The company is launching a pilot program, installing touch screens in what used to be New York City phone booths. The screens will display information about the area, including local restaurants, tourist destinations and deals at local businesses in several languages. The screens will also give information on local traffic problems. The size of the devices will be 32 inches.
In the future, users will also be able to check their email and make calls on Skype (News - Alert), a throwback to the former function of the booths. The devices will also serve as WiFi (News - Alert) hotspots for people who still prefer to hang onto their own mobile devices.
“We think it's an innovative way of using existing street infrastructure,” Nicholas Sbordone, a spokesman for the city's Information Technology and Telecommunications department told Livescience.
According to the New York Post, if the pilot program goes well, they'll replace all of the city's pay phones, expecting the switch to last until 2014, since the city currently has over 12,000 outdoor payphones.

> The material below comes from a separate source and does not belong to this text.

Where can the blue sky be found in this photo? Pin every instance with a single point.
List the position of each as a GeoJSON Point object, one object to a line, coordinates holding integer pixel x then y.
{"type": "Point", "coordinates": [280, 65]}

The pilot program will install 250 of the screens over New York's five boroughs.
To keep the screens sanitary when touched by millions of New Yorkers, they'll be cleaned with a jet hose.
Screens will cost the city nothing to install, and will eventually be paid for with advertising revenue, of which the city will get a 36-percent cut.
Smaller 22-inch devices will be installed and trialed in the New York City subway system. Riders will be able to purchase Internet access as well as charge their mobile devices.
“[The screens] will help inform the city’s ongoing reassessment, with public input, of what we want or what we think the future of public pay phones will entail,” Sbordone told the Post.